An employer does not need to provide the preferred accommodation. Still, they should not ignore an accommodation request or fire an employee for seeking help tied to a protected condition.

When a firing may cross the line

California is an at-will employment state, but that rule has limits. A firing may be wrongful if your medical condition, disability, accommodation request or protected leave motivated the decision.

Timing often plays a critical role. Concerns can arise when a firing happens soon after providing a doctor’s note, a request for modified duties or the start of the interactive process. Sudden criticism or shifting explanations can also raise questions.

What records can help after termination?

If the restrictions seem connected to the firing, start organizing records. Save doctor’s notes, emails, texts, reviews and written responses to the request. Write down when you gave notice and how your employer responded.

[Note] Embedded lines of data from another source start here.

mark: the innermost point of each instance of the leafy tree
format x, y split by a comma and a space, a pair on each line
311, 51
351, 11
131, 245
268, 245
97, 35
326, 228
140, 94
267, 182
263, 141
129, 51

You can also consider filing with California’s Civil Rights Department (CRD). Employment complaints with the CRD must be filed within three years of the alleged unlawful practice, but any subsequent civil lawsuit must be filed within one year of receiving a “Right-to-Sue” notice.

Protecting your rights starts with clear records

A medical restriction does not automatically protect you from termination. But if timing, comments or refusal to discuss accommodations suggest your condition played a role, your records may matter. Acting early can help you understand whether the firing was lawful or may have violated your rights.